Initial Practical Experience With SLI

Hardware

Our expectations and anticipation of SLI were enormous. Even back in March when putting together our PCI Express article , we speculated on future multi-rendering options that would be opened up by the new PCI Express bus. We were therefore quite thrilled when NVIDIA later made its first announcement that there would be such a solution.

With the arrival of the first SLI-capable motherboards our enthusiasm was quickly dampened however. It was literally raining crashes and the lab SLI configuration with the GeForce 6800 and 6600 GT PCIe cards either could not be recognized or the computer would crash after a few seconds of error messages. After many fruitless attempts to get an SLI system running we found out the reason: our cards were too "old". Our models were very early NVIDIA reference samples that according to the manufacturer do not yet function properly with SLI. As these cards had not been in stores for long anyway at the time we received them, no particular importance should be attached to this matter. With the latest 6800 Ultra and GT samples SLI worked right off the bat. That of course raises the question of whether it is at all possible to later purchase a second graphics card for SLI operation, perhaps even from a different card maker. At present we are unable to answer that question.

We also had big problems with the SLI motherboards. With the ASUS A8N-SLI it completely blew the BIOS every time we restarted the computer - a problem we encountered not only with our test board. Due to extreme testing time limitations, it was not possible to switch the board. There are only a few samples in existence anyway, though more than just those from MSI. The source of the problems turned out later to be a series of defective Bios components. A quick change-out made possible by the socket mount took care of the problems. After that the A8N-SLI Deluxe ran with no problems and at a good speed.

The MSI K8N Diamond, on the other hand, had major memory module problems with SLI operation. Our Kingston HyperX, set up for 2/2/2/6 DDR 400 timings, caused constant crashing. The computer would boot and run stably in pure desktop operation even with Prime95 with 2/2/2/6 timings, but crashed immediately in SLI operation with most games. In single operation, however, these problems did not occur. Only after setting the timing down to 2.5/3/3/7 did the MSI K8N Diamond run stably with SLI in operation. Our test sample also appears to have a problem concerning memory bandwidth. Even with 2/2/2/6 timings, Sandra displayed a memory bandwidth of only 4.9 GB/s, corresponding to only DDR 333! The ASUS A8N-SLI by contrast delivers just under 6 GB/s.

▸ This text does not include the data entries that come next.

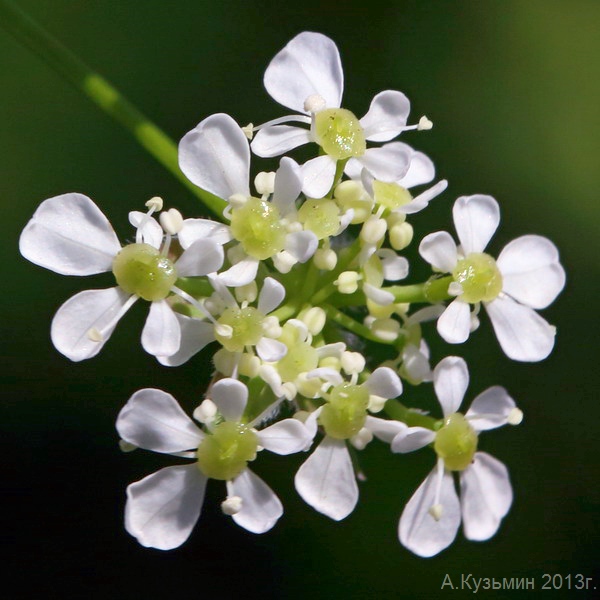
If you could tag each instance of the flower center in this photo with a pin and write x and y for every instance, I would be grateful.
(257, 225)
(140, 269)
(224, 453)
(243, 328)
(456, 442)
(320, 216)
(346, 411)
(339, 133)
(479, 277)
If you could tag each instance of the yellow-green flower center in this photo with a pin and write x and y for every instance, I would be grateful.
(456, 442)
(345, 413)
(257, 225)
(479, 277)
(225, 453)
(339, 133)
(243, 328)
(140, 269)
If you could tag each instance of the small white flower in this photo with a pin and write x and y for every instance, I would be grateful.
(69, 234)
(431, 518)
(526, 276)
(307, 77)
(163, 508)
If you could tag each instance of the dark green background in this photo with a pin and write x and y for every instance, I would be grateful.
(513, 90)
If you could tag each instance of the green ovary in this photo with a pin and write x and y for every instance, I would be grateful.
(246, 325)
(320, 216)
(140, 269)
(456, 443)
(345, 413)
(257, 225)
(479, 277)
(340, 133)
(225, 453)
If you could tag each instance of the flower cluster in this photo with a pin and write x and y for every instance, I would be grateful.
(291, 289)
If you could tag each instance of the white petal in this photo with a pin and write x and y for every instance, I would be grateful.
(261, 508)
(153, 420)
(301, 245)
(388, 163)
(386, 117)
(195, 335)
(163, 508)
(241, 273)
(215, 156)
(288, 185)
(285, 437)
(420, 171)
(451, 380)
(201, 257)
(326, 480)
(384, 382)
(161, 335)
(70, 235)
(309, 64)
(276, 140)
(531, 271)
(439, 250)
(384, 429)
(318, 175)
(92, 309)
(199, 229)
(522, 333)
(271, 296)
(231, 397)
(418, 530)
(270, 350)
(490, 409)
(486, 496)
(476, 219)
(411, 439)
(455, 323)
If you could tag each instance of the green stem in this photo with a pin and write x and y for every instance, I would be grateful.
(102, 93)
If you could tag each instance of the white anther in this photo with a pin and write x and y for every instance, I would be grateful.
(206, 412)
(126, 446)
(95, 335)
(155, 204)
(455, 289)
(249, 130)
(515, 416)
(373, 230)
(424, 124)
(353, 362)
(171, 221)
(436, 511)
(284, 261)
(231, 505)
(361, 439)
(347, 282)
(223, 330)
(401, 235)
(264, 183)
(314, 103)
(315, 319)
(325, 258)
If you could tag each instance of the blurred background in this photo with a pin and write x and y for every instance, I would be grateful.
(512, 87)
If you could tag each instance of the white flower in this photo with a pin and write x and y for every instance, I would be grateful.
(69, 234)
(526, 276)
(431, 518)
(326, 481)
(215, 156)
(163, 508)
(307, 77)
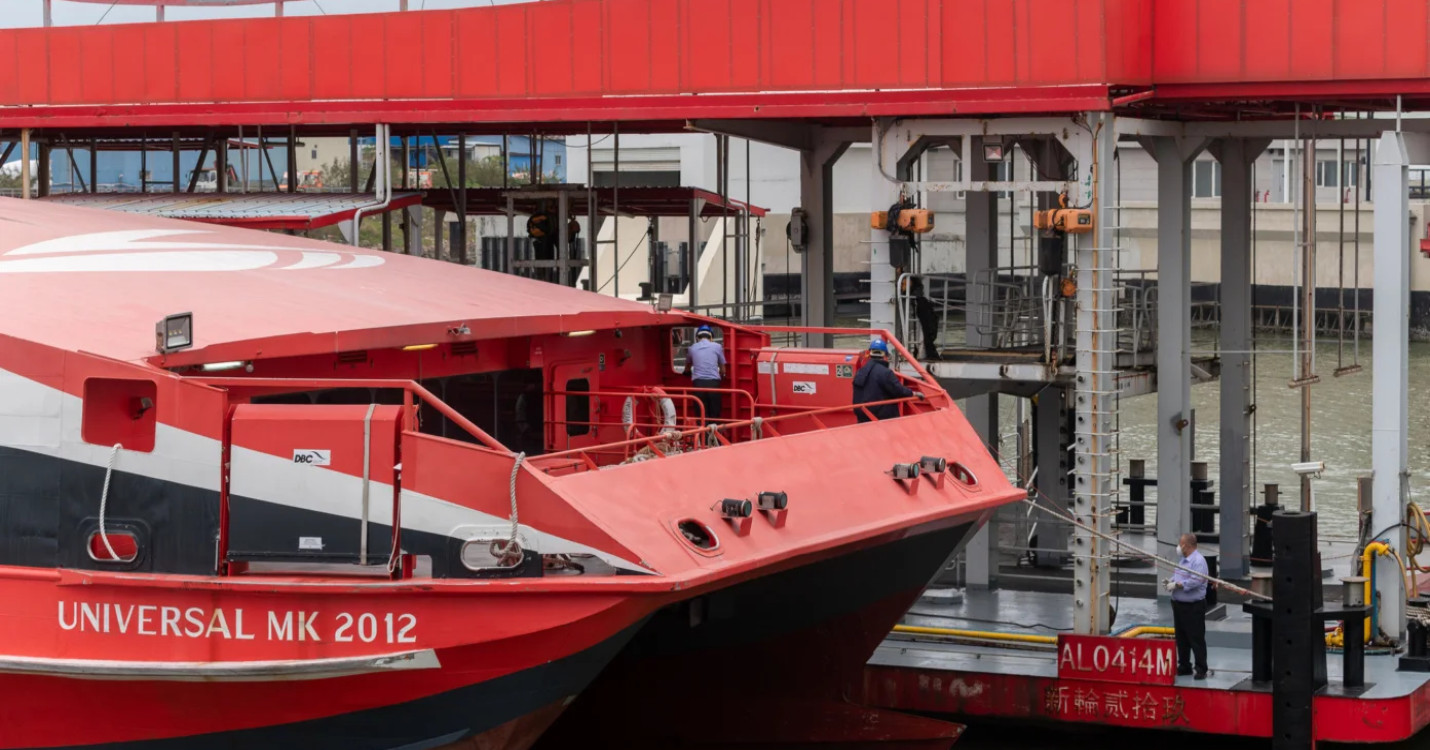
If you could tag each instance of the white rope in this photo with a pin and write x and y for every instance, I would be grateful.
(512, 547)
(103, 504)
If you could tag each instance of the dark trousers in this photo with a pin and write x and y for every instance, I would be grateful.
(1190, 620)
(711, 401)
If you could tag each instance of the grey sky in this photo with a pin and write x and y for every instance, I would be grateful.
(22, 13)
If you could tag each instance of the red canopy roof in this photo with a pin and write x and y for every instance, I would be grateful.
(97, 281)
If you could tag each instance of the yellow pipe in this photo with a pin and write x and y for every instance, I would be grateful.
(1366, 560)
(983, 634)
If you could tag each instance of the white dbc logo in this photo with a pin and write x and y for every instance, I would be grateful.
(136, 251)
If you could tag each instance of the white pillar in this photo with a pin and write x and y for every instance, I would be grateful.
(1389, 401)
(1174, 156)
(1234, 491)
(1096, 394)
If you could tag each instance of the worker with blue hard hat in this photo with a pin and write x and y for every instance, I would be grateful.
(707, 368)
(877, 382)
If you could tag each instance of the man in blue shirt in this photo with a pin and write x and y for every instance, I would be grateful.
(877, 382)
(705, 364)
(1189, 609)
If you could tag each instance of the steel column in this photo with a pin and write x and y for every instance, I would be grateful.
(1236, 158)
(1096, 392)
(817, 304)
(1390, 405)
(1174, 156)
(981, 232)
(25, 142)
(884, 193)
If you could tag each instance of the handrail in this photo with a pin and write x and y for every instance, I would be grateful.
(732, 425)
(408, 387)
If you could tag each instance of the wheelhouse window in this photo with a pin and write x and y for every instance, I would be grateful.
(578, 407)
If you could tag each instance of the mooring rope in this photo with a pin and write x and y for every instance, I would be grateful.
(103, 504)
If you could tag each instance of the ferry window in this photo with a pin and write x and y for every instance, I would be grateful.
(123, 544)
(119, 411)
(681, 339)
(578, 408)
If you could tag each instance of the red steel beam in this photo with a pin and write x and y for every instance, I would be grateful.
(569, 57)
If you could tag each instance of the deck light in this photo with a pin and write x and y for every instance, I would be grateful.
(907, 475)
(737, 513)
(905, 471)
(173, 332)
(774, 501)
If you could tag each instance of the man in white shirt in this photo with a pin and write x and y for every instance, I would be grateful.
(705, 364)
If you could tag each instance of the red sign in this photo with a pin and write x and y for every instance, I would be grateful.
(1117, 660)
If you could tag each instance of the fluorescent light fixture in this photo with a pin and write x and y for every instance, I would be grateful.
(173, 332)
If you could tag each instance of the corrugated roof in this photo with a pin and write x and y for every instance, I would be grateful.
(255, 211)
(97, 281)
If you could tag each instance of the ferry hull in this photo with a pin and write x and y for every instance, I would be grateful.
(455, 702)
(771, 661)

We also had to lower the memory timings for SLI operation somewhat for the ASUS board as well, as crashes occurred here too with 2/2/2/6 timings. With 2/3/3/6 timings the board then ran stably. We anticipate and hope that these problems are a result of the motherboards' revision status and will no longer occur with models that reach the stores. ASUS and MSI jostled each other over the past few weeks to be the first to introduce a working SLI motherboard. Under such conditions, problems are pre-programmed. What is striking though is that most of the instability occurred only in SLI operation.